Killing that haunted family since ’83 linked to racism
Victim, 23, dragged by truck, disfigured
GRIFFIN, Ga. — When Timothy Coggins was found dead and disfigured beside a Georgia highway in 1983, the black man’s family and neighbors whispered that his killing may be linked to racism.
“It was always mentioned, and it was always suspected,” said his niece, Heather Coggins, who still lives not far from where he was killed.
Now, more than three decades later, authorities say, it’s been confirmed.
A Georgia district attorney says Timothy Coggins, 23, was killed for “socializing with a white female.” Prosecutor Ben Coker told a judge Wednesday that Coggins was dragged behind a truck through the woods. Arrest warrants say he was stabbed and sliced to death and suffered “severely disfiguring” wounds.
A break came in October, when law enforcement officials arrested five local residents on charges stemming from the slaying.
All are white; two worked in law enforcement.
Spalding County Sheriff Darrell Dix said at an Oct. 13 news conference in Griffin, about 40 miles south of Atlanta, that based on evidence and interviews “there is no doubt in the minds of all investigators involved that the crime was racially motivated.”
Two men are charged with murder: Frankie Gebhardt, 59, and Bill Moore Sr., 58. Arrest warrants accuse them of stabbing and slicing Coggins to death and giving him “seriously disfiguring” wounds.
Moore and Gebhardt were just a year or two older than the victim, and Heather Coggins says she believes her uncle was acquainted with them.

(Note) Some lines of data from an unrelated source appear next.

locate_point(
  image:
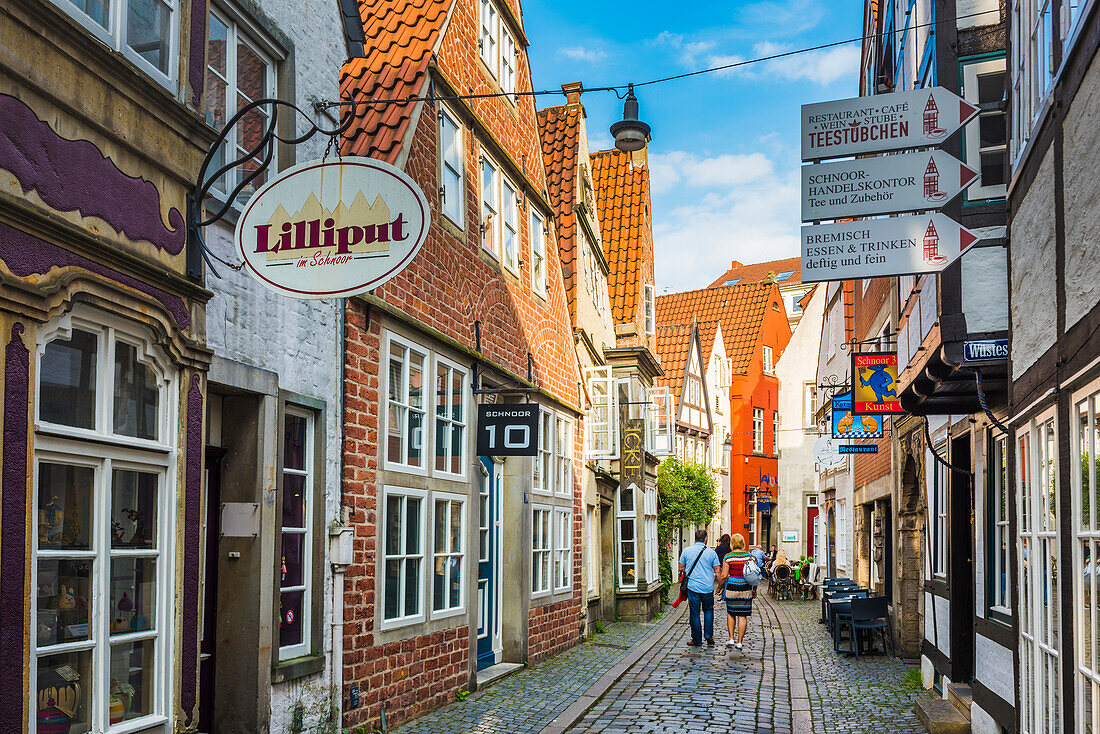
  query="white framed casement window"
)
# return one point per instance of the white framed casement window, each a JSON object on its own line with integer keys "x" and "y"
{"x": 404, "y": 418}
{"x": 758, "y": 430}
{"x": 1085, "y": 442}
{"x": 542, "y": 468}
{"x": 562, "y": 550}
{"x": 239, "y": 70}
{"x": 602, "y": 423}
{"x": 403, "y": 558}
{"x": 1037, "y": 562}
{"x": 448, "y": 554}
{"x": 451, "y": 418}
{"x": 491, "y": 206}
{"x": 103, "y": 555}
{"x": 452, "y": 165}
{"x": 296, "y": 568}
{"x": 986, "y": 143}
{"x": 659, "y": 422}
{"x": 538, "y": 234}
{"x": 146, "y": 32}
{"x": 509, "y": 225}
{"x": 541, "y": 533}
{"x": 563, "y": 457}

But she said the rest of the family didn’t know them.
“This is the first time we’ve heard their names and seen their faces,” she said in a recent interview.
Three other suspects — Sandra Bunn, 58; her son Lamar Bunn; and Gregory Huffman, 47 — are charged with obstruction. Sandra Bunn worked as a Spalding County detention officer until her arrest, when the sheriff fired her. Huffman was also a detention officer and later a police officer in nearby Milner. He’s charged with revealing the identity of a confidential informant who was being used against Gebhardt.

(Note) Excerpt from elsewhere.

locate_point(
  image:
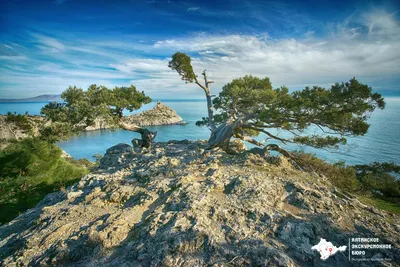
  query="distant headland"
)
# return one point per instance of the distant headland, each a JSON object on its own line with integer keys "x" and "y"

Officials haven’t detailed the suspects’ connections with each other, but court records show Sandra Bunn sued Gebhardt in 2003 to have him evicted from a property she owned. Gebhardt has been convicted in the past of aggravated assault and criminal damage, both felonies, along with multiple misdemeanors, records show.
Coker said he will seek indictments in December but hasn’t decided whether to seek the death penalty against Moore and Gebhardt.

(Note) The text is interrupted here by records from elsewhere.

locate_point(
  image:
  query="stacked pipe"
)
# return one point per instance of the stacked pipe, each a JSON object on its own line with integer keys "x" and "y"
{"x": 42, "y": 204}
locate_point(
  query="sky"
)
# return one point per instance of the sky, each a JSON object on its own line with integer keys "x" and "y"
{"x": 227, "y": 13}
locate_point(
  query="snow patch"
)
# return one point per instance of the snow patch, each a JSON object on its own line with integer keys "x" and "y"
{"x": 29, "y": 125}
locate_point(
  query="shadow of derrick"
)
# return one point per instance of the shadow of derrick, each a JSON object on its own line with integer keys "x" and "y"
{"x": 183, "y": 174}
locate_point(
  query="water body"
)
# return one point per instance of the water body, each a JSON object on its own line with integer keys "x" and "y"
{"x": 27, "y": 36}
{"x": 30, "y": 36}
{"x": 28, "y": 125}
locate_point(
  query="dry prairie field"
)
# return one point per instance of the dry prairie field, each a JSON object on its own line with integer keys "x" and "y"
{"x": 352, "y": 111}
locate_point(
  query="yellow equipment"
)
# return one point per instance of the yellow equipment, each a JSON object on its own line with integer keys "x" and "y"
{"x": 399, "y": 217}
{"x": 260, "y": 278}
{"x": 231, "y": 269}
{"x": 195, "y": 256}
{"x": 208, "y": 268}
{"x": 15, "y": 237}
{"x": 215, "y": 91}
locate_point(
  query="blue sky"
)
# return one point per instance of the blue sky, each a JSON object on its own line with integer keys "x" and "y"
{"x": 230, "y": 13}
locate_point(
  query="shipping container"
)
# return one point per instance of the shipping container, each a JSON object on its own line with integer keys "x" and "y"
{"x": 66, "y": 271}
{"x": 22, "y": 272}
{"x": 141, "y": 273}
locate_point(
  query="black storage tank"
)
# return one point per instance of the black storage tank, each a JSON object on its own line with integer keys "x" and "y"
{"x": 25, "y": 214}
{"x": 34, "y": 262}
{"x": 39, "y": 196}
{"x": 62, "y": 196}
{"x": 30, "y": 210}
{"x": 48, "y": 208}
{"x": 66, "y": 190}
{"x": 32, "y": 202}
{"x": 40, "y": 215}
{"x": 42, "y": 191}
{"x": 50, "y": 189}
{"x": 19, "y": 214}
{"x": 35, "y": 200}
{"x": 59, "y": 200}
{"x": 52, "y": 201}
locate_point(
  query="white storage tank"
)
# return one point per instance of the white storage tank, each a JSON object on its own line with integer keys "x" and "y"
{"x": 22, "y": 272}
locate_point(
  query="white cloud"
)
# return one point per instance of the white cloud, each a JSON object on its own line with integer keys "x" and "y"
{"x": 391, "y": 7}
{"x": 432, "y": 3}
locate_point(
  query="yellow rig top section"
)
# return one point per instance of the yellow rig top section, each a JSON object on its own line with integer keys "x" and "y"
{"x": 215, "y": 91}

Heather Coggins was just 6 years old when her uncle was killed, but she still tears up at how his slaying wracked her large extended family, longtime residents of the community, with “uncertainty, heartbreak, fear.”
His mother was burdened by his slaying until she died in February 2016. She called out his name on her death bed, Heather Coggins said.
“I really don’t think my grandmother ever recovered from losing her son … not because of his death, but because of the uncertainty of who did it,” she said. “She felt like justice wasn’t done.”